What makes me hesitate to share this story is the simple truth that the act of a woman publicly coming forward about a personal experience often results in the perception that she is attempting to victimize herself or vilify others. I am not interested in any of that. I am, however, interested in spreading some awareness about what it is to live with anxiety. As a musician. And as a female. So at the risk of burning professional bridges and/or sounding like a “crazy bitch,” I decided to go ahead and click that terrifying little share button:
So there I was, getting ready to play a restaurant gig. I was the second act on the lineup, so I arrived early and had plenty of time to grab a drink and order food. A nice man walks up to me and introduces himself as the percussionist for the first act. We chatted awhile, then he mentioned he’d be happy to sit in with me on my set. I politely declined, sharing with him that I struggle with anxiety and that it’s really hard for me to play on the fly with other musicians without rehearsing first.

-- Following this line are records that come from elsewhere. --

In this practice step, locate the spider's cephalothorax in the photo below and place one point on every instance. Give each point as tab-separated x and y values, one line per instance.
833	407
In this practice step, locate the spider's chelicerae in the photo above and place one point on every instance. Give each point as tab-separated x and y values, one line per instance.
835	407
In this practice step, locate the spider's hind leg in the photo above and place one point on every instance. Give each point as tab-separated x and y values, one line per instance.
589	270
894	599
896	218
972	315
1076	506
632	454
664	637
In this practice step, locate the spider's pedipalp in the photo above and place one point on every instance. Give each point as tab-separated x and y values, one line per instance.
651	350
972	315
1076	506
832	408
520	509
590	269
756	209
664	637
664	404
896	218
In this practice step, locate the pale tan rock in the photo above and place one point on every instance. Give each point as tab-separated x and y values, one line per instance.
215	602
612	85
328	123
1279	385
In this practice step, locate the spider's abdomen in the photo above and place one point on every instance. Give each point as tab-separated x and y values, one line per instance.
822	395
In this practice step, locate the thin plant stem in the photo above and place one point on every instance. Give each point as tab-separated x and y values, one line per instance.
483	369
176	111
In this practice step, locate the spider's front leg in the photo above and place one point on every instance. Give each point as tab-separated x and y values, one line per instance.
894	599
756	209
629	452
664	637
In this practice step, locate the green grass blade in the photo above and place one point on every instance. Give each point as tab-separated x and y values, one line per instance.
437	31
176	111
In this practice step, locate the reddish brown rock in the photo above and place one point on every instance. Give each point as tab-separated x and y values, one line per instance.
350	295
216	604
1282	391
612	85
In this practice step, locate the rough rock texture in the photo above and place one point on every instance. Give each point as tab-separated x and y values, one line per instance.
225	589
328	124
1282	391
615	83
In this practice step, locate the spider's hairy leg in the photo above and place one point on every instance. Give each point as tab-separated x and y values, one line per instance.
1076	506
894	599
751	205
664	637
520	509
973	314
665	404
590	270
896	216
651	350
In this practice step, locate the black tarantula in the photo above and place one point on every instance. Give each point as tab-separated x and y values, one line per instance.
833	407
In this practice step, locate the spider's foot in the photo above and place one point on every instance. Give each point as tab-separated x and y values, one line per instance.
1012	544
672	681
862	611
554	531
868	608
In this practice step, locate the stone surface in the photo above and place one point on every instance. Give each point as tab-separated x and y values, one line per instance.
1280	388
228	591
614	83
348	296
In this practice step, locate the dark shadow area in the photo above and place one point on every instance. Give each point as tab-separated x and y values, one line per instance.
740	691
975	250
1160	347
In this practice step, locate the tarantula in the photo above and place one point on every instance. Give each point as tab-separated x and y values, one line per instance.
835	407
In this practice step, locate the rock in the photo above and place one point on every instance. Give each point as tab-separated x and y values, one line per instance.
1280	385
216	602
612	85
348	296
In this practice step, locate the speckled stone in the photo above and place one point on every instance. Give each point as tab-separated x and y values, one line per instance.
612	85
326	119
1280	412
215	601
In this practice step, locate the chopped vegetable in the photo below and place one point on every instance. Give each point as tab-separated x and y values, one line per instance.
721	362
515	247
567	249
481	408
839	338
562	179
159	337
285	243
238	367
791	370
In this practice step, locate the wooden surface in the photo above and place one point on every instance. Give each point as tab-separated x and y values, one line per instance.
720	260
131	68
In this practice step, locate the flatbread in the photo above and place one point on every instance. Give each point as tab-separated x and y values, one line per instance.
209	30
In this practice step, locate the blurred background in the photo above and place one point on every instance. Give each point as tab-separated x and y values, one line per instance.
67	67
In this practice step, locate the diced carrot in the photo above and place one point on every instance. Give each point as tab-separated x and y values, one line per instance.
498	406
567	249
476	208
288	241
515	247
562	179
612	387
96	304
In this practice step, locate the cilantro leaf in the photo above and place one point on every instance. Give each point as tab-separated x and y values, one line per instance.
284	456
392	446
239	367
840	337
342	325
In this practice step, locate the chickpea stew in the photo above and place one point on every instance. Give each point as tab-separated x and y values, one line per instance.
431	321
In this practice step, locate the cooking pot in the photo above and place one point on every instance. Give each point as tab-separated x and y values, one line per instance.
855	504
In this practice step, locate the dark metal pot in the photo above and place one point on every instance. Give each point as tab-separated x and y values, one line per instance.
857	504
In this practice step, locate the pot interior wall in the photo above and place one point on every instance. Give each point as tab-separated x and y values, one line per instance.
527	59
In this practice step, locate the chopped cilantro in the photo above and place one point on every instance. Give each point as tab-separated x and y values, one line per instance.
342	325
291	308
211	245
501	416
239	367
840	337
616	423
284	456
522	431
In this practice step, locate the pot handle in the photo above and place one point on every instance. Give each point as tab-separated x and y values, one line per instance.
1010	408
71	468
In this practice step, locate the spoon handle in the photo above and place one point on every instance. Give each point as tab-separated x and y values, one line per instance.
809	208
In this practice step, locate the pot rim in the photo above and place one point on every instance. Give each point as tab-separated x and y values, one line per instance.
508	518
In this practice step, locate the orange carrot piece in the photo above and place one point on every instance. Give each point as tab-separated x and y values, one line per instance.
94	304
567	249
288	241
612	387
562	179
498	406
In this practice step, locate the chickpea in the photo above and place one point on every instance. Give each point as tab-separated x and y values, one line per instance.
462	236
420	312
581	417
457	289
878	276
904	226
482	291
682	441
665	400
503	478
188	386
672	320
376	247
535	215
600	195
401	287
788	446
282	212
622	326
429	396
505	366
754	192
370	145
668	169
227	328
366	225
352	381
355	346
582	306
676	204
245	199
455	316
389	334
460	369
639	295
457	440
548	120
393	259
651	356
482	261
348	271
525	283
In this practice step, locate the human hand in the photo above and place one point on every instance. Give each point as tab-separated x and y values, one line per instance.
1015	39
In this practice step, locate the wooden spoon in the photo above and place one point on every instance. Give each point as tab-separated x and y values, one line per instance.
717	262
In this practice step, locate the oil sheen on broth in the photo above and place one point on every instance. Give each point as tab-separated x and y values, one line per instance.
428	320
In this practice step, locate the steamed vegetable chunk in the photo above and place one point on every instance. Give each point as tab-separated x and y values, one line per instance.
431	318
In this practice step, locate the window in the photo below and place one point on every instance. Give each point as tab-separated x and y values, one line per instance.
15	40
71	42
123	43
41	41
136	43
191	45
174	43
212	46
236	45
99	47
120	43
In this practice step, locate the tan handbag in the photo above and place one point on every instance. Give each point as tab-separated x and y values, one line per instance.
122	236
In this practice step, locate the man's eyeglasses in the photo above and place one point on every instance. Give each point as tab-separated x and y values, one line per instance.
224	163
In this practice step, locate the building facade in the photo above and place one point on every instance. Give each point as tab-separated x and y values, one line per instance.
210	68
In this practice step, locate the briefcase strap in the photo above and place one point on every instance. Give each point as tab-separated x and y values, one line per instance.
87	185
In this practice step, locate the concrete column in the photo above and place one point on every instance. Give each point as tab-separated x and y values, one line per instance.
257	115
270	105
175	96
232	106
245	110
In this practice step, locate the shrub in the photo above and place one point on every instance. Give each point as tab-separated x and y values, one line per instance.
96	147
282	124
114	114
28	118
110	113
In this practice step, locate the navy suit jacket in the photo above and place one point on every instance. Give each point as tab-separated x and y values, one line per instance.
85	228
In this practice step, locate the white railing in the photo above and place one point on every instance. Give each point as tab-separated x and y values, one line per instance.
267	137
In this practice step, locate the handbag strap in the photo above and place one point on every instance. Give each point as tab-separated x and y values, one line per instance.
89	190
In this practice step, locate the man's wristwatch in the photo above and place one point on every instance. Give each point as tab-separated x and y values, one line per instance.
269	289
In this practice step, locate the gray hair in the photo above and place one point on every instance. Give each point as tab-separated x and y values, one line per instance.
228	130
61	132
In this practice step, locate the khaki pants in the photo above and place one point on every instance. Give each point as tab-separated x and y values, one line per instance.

I should note here what may not be obvious about this situation. Though I have reached a place where I’m generally comfortable talking about my anxiety via writing or music or performing, this information is not the easiest thing for me to share willy-nilly in the first one-on-one discussion I have with someone. I just met you, and off the bat I must disclose something that makes me very vulnerable and insecure as both a musician and a human. If I were a man, I think a simple “no, thanks” might have been sufficient, but this isn’t my first rodeo. A woman’s "no" doesn’t carry the same weight, and often requires an explanation, so I made sure to be as personal and direct and nonthreatening as possible when attaching my addendum.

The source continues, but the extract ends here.